The disruption of the onrush of paragraphs with topic sentences all logically
strung together in an apparently seamless text laced with scholarly references
for the supposed source for every phrase opens the space for the new and
fresh words to emerge. The newly flexible scholar is freed to invite into
that space echoes from remote regions of a new body, left out in the old
curriculum. Discard high level gossip that buries fragments of serious and
valuable thought under the toneless density of endless chatting about who
said what when, why their words were slightly off, or really groovy, or
what they might have been saying if they had a chance at the latest fashions.
Like their bodily sources, the texts reflect the fears of entering an often
hostile, unsafe world, where degrees, grants, and financial security are
held up as threats. Underneath the formalisms, body and academic, lies anger
about having to negotiate such unpleasant streets and conference rooms.
In the final months before his death, Italo Calvino reflected on the
context of his life's work and wrote that "my working method has more
often than not involved the subtraction of weight. I have tried to remove
weight, sometimes from people, sometimes from heavenly bodies, sometimes
from cities; above all I have tried to remove weight from the structure
of stories and from language." (Calvino, 1988, p. 3) Those of you who
read Calvino, know that by "weight" he did not mean "seriousness"
or "gravitas," but the ponderousness and heavy despair that easily
beset us in the face of the unspeakable horrors of recent history, the kind
of weight that keeps us from going on, even thinking of alternatives and
pursuing them with courage.
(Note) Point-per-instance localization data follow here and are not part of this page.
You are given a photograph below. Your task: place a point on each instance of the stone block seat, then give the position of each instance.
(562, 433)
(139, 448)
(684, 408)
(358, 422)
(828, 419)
Commenting on Milan Kundera's The Unbearable
Lightness of Being, he writes:
His novel shows us how everything we choose and value in life for its
lightness soon reveals its true, unbearable weight. Perhaps only the liveliness
and mobility of intelligence escape this sentence--the very qualities with
which this novel is written, and which belong to a world quite different
from the one we live in. (p. 7)
Anne Carson's Economy of the Unlost juxtaposes Simonides of Keos,
whose poetry had to be pared down to fit memorial stones, and Paul Celan,
who had to fit his poetry into the German of his people's executioners.
Speaking of Celan's post-Holocaust struggles, she writes: "although
he described German as a language stuffed with falsity and gagged with the
ashes of burned-out meanings,' he nonetheless chose this surface for his
poetic work, paring it down to an idiolect that is so extreme a formation
it bears about the same relation to standard German as a crystal of granite
to a range of hills." (Carson, 112)
Can we purge our stuffed academic texts of their burned-out meanings,
so that their readers will be caught by the crystalline facets of our modest
wisdoms, so our windowless rooms are cleared of what we do not know?
Schools are the factories of language; their pedagogies will be crucial
in determining whether the move from the preverbal to the verbal creates
an adult who is in contact with the world, or one who exists depressed in
a chronic state of alienation and dissociation. The great fissure between
those worlds is the region explored by the poets, novelists, and the creative
non-fiction writers, where the density of language has the feel of gesture,
kicking, and gurgling. Neither the human science texts nor the pop psychology
books nor many of the rich intellectual texts successfully bridge the gap
between the non-verbal and the verbal. It takes a great deal of communal
work to do this, and like with body practices, inhibition is crucial, or
Calvinic enlightening, or Carsonic excision. Eliminating the gossip, the
attempts to impress, the extra burdens which obscure the brilliance, the
stressful, the ambiguous. Liberating the body from chronically false facial
expressions, stressful posturing, and liberating the text so that it elicits
our deeply felt yearnings for knowing and thoughful action.